He had been throwing around the idea of going to school for music for a year or so. But the more he looked into programs, the less he wanted to pursue that path. He enjoys writing music and playing his own compositions, but he doesn't like to perform and he doesn't want to teach music. Most programs focus either on performance or teaching. He started to look for another possible path and found something offered by the community college where he is currently dually-enrolled. They offer an associate degree in music recording technology. This is a very focused two year program that would set him up to be ready to enter the work force straight out of school. He would still be writing his music, but would now gain skills to work for others in production as well as record his own work.

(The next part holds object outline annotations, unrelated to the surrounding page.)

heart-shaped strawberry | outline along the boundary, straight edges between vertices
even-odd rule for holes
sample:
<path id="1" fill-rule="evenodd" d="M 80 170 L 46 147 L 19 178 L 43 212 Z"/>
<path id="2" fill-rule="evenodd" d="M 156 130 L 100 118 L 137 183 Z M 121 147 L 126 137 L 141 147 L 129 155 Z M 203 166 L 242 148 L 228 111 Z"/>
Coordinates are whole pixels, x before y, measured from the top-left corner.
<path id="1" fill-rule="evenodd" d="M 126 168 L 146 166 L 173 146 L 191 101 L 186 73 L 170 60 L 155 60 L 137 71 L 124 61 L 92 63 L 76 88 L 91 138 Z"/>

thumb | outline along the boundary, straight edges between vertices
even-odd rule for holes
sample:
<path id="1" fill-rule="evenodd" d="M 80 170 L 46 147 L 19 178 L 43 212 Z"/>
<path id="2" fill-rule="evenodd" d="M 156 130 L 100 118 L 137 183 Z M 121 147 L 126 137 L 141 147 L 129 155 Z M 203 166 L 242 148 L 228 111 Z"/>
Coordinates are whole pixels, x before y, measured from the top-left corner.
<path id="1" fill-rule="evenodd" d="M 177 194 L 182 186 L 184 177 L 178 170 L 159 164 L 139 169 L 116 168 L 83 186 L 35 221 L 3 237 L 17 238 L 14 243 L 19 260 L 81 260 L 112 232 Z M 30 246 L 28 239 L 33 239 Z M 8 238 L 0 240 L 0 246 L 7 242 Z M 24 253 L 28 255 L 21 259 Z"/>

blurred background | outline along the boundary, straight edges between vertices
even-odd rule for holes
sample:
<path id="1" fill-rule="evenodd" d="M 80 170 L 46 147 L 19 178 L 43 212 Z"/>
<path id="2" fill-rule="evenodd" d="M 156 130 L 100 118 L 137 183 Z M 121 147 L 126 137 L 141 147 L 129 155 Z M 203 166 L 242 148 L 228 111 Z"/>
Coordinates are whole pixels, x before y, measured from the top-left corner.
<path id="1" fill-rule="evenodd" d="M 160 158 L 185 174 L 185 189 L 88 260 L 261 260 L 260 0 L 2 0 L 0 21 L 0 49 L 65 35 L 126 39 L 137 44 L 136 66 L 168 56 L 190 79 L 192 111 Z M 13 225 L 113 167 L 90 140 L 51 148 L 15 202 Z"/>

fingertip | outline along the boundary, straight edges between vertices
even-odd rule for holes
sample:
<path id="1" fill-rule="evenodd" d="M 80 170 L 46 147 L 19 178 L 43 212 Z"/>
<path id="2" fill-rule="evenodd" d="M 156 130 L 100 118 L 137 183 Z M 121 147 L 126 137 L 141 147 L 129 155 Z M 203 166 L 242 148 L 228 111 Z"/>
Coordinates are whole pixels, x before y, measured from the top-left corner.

Right after he made this decision, he ran across a blog post written by one of his favorite video game music composers, Ben Prunty. In the post, Prunty discusses the question, "How useful is my degree?" JT found that the article reinforced his thoughts on his proposed plan. Now that things are in motion, we signed up to go visit the main campus of the community college in November. We would like to talk with the head of the department about job prospects. Another concern would be whether he could compact the program into less than the two years. By the time JT graduates from high school he should have completed all of the general classes required for this degree. Since he takes classes at a satellite location, none of the recording related courses will be available to him before he graduates from high school. We're hoping something can be worked out to help shorten the program. The biggest problem will be the cost of housing. Because it's a community college, they have no student housing. The school is about 1 1/2 hours from our home, so commuting would be a challenge.
None of this plan is set in stone. We will still make visits to other schools. Maybe he will come across a program that fits his career plan at another school. All I know is that this college thing is getting real now. How did my babies get so old?